READ MORE: The 2016 Tribeca Film Festival Bible
The Tribeca Film Festival’s fifteenth edition closes on Saturday with the premiere of “the bomb,” a live moviegoing experience that incorporates documentary filmmaking and animation projected on 30-foot screens, all while a live score performed by The Acid is played in the middle of the 360-degree viewing experience.
The live multimedia experiment is the brainchild of documentary film producer Smriti Keshari, who started the project with the hope of breaking the paradigm of the modern viewing experience. “I had been thinking for a while about how to challenge this one way of watching a movie, where a viewer sits down and has a movie projected at them,” Keshari told Indiewire on the eve of her premiere. “I’d done some research about that coming out of MIT Media lab, looking at how more and more we are traveling through screens in our daily lives — for example, watching Netflix on our computers — everything is open in the same browser and it’s become a more controlled and isolated viewing experience.”
While doing this research, Keshari read Eric Schlosser’s book “Command and Control,” which captures the state of nuclear armament around the globe.
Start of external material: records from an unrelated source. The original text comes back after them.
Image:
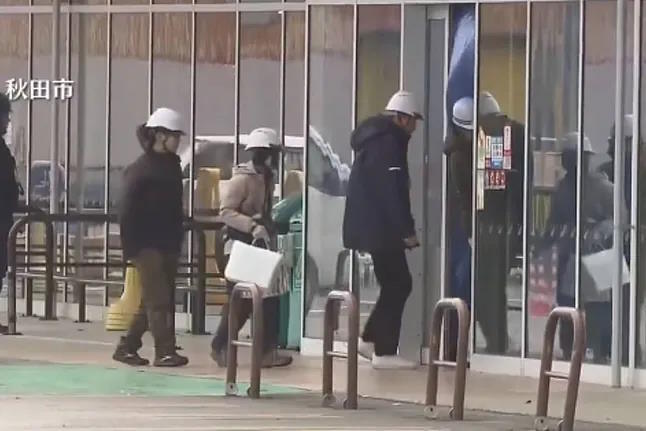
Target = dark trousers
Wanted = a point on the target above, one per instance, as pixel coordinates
(271, 309)
(157, 272)
(491, 289)
(384, 324)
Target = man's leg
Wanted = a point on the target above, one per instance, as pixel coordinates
(156, 296)
(384, 325)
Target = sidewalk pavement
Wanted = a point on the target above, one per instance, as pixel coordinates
(67, 342)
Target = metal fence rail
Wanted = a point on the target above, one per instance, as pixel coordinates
(197, 270)
(577, 317)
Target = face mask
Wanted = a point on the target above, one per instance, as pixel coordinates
(172, 144)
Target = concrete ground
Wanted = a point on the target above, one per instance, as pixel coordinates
(65, 342)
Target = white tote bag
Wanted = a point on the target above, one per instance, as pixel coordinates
(264, 268)
(597, 273)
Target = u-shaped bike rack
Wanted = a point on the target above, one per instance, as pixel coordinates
(460, 365)
(239, 291)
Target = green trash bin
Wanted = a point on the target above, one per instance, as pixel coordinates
(287, 216)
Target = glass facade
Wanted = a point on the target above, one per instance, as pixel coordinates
(541, 209)
(552, 187)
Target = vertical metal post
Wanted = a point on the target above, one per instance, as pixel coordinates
(236, 91)
(474, 184)
(636, 150)
(282, 102)
(53, 168)
(68, 118)
(618, 237)
(50, 260)
(53, 149)
(579, 177)
(106, 184)
(306, 134)
(29, 297)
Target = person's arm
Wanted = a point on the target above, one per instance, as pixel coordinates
(232, 198)
(8, 183)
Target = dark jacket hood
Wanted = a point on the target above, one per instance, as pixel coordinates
(373, 128)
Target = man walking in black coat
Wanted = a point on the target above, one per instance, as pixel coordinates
(9, 189)
(378, 220)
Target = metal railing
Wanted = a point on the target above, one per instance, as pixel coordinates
(331, 323)
(257, 338)
(460, 365)
(34, 215)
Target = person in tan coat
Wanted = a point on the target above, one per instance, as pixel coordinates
(245, 209)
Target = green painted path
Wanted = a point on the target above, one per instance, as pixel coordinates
(58, 379)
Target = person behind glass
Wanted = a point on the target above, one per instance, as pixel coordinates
(498, 224)
(151, 218)
(9, 189)
(245, 209)
(378, 220)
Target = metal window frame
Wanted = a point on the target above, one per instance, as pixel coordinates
(579, 176)
(526, 180)
(353, 124)
(108, 144)
(638, 82)
(306, 133)
(68, 145)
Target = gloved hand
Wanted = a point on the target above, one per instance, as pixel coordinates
(259, 232)
(411, 242)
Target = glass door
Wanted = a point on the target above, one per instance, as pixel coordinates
(426, 30)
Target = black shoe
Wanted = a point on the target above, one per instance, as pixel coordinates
(275, 359)
(220, 357)
(129, 358)
(172, 360)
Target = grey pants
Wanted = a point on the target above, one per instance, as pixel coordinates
(157, 272)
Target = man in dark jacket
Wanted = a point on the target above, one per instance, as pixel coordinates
(8, 189)
(499, 218)
(151, 217)
(378, 220)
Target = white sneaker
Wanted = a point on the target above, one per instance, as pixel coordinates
(392, 362)
(366, 349)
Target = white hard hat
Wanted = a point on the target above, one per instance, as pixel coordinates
(262, 137)
(570, 142)
(404, 102)
(166, 118)
(628, 128)
(463, 109)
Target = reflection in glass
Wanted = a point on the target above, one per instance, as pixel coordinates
(14, 64)
(378, 55)
(640, 360)
(128, 94)
(598, 177)
(41, 129)
(552, 191)
(329, 155)
(260, 53)
(87, 135)
(128, 97)
(172, 75)
(215, 100)
(500, 176)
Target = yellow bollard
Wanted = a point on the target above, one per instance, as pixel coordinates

The book left a deep impact on the producer, particularly its revelation that there are 15,000 nuclear weapons spread over nine countries. She also discovered that coverage of this topic lacked the impact and immediacy she felt from reading Schlosser’s book. She quickly reached out to the author, latching onto the subject matter for the multimedia project she envisioned.
“When you tell people the truth about how many nuclear weapons we have ,you realize just how insane it all is,” explained Keshari. “I knew creating a live experience that takes you into the center of the story of nuclear weapons — and takes you through this deeper, visceral experience of what these weapons represent — emphasizes the fact that we are living with these machines designed to erase our existence.”
Keshari collaborated with Schlosser and director Kevin Ford on creating a 55-minute documentary that incorporated archival footage and Schlosser’s research. The artistic element that unifies and modernizes all the desperate elements is the animation created by artist Stanley Donwood, best known for his work with the band Radiohead.
“What Stanley and the animator Kingdom of Ludd, who is his brother, did was give the film an artistic direction,” said Keshari. “They went through thousands and thousands of pages of Eric’s research and brought it to life. Because the film uses archival footage, adding these new colorful, bold elements to it really gives the experience an ever-present nature, while at the same time giving the project as a whole a mesmerizing, hypnotic unifying touch.”
Donwood’s animation helped Kesharia and Ford create images that travel around the viewer, which at times develops a kaleidoscopic effect and sense of choreography in conjunction with the live music. It’s an experience not unlike virtual reality, which is why this weekend’s performance will be filmed in with 360-degree cameras.
For Keshari, though, it’s the shared experience of the live performance that gives the project its urgency. She’s currently working on bringing it to San Francisco, Los Angeles, London, Berlin, Paris, Sydney, Boston and Santa Fe in the coming year.
“the bomb” premieres at Gotham Hall at 7pm and 10pm tonight and Sunday night as part of The Tribeca Film Festival.